So, yes it's worth re-examining why polling was very accurate in AZ & GA but very off in TX & FL (specifically Latino's in Miami). But a 10% chance was not crazy IMO given how easy it was for Biden to overcome even huge polling / vote disparities in multiple states and still win.

Again, those who disagree are free to get great odds in the betting markets.


Bringing in betting markets has nothing to do with the point, but you are right on one thing: if you had bet along with Nate’s odds in a simulation you’d lose money in a Monte Carlo simulator based on current results.

The end story is the polls weren’t a reliable measure of the vote. Their predictive ability was low, and even playing by the rules of Nate’s model you have to admit he was off by some 30% at minimum.

Nate’s model has the average PA poll at Biden +6 (!!) where the final result looks to be under 1 (and could go either way). It’s simply impossible to argue that was an accurate model.


> Nate’s model has the average PA poll at Biden +6 (!!) where the final result looks to be under 1 (and could go either way). It’s simply impossible to argue that was an accurate model.

538's PA indicator ended at Biden +4.7%. But the overall 538 model doesn't care if a candidate wins PA by +0.7% or +4.7%. The 538 model is designed to do 1 thing: predict the EC winner. It uses state-wide predictions as indicators, but you can't judge a model based on the performance of a single low-level indicator, you judge it by it's final prediction, which is Biden 90% / Trump 10% to win the EC.

But yes, the lower you go in the model the higher variance you'll see:

Level 1 -> EC Winner (538's focus -- could end up 100% correct)

Level 2 -> State Winners (low variance -- could end up 90-95% correct)

Level 3 -> State Polling Averages (moderate variance & could be 75-90% within margin of error)

Level 4 -> Individual Polls (high variance & could be 60-80% within margin of error)

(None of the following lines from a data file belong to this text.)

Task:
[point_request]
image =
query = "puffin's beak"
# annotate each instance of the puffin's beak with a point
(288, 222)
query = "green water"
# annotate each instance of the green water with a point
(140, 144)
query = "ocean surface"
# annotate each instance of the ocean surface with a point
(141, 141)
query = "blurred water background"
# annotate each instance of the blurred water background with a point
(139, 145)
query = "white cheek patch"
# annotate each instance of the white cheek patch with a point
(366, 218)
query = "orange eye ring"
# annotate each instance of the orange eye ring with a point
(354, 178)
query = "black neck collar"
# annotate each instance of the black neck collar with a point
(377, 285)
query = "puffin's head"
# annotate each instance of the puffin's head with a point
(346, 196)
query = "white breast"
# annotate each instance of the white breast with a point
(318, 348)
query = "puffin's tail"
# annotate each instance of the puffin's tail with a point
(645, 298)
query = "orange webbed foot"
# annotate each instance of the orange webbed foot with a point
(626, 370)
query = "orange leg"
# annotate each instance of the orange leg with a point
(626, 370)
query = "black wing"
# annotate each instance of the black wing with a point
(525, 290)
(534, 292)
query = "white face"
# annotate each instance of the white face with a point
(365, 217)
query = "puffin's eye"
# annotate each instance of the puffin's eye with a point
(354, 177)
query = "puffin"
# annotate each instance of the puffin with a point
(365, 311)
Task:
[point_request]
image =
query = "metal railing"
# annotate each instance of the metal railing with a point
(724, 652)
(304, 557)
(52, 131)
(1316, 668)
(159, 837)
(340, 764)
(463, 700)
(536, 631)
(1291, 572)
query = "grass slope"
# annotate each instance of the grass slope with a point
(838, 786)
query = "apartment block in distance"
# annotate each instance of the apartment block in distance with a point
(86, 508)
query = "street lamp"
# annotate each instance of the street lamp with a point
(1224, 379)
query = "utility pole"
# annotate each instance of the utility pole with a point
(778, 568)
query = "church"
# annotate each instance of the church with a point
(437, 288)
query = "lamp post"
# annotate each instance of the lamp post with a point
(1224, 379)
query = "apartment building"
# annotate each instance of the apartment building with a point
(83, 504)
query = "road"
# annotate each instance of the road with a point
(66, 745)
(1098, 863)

If you click on any individual state (like PA: https://projects.fivethirtyeight.com/2020-election-forecast/...), you can see the state-wide vote projections. Biden was projected to earn between 49 and 55% of PA's vote with Trump expected to get between 45 and 50%. The final outcome looks certain to fall within those expected ranges. Again, the margin really doesn't matter, just that the idea of Trump getting above 50% and Biden getting below 50% seemed pretty difficult, hence Trump's low (but not impossible) 16% chance of carrying the state.

I like the way their "Winding Path to Victory" chart (https://projects.fivethirtyeight.com/2020-election-forecast) explains their model. It's basically saying: "Trump's path to 270 likely goes through PA, NE-2, AZ, FL, NC, ME-2, GA, OH, IA & TX, where he has a fighting chance of winning any of those, but a very low chance at winning all of them." On the flip side, "Biden's path to 270 goes through Wisconsin, Michigan, Nevada and Pennsylvania, where he's likely to win all of them". That seems like a pretty reasonable EC prediction to me.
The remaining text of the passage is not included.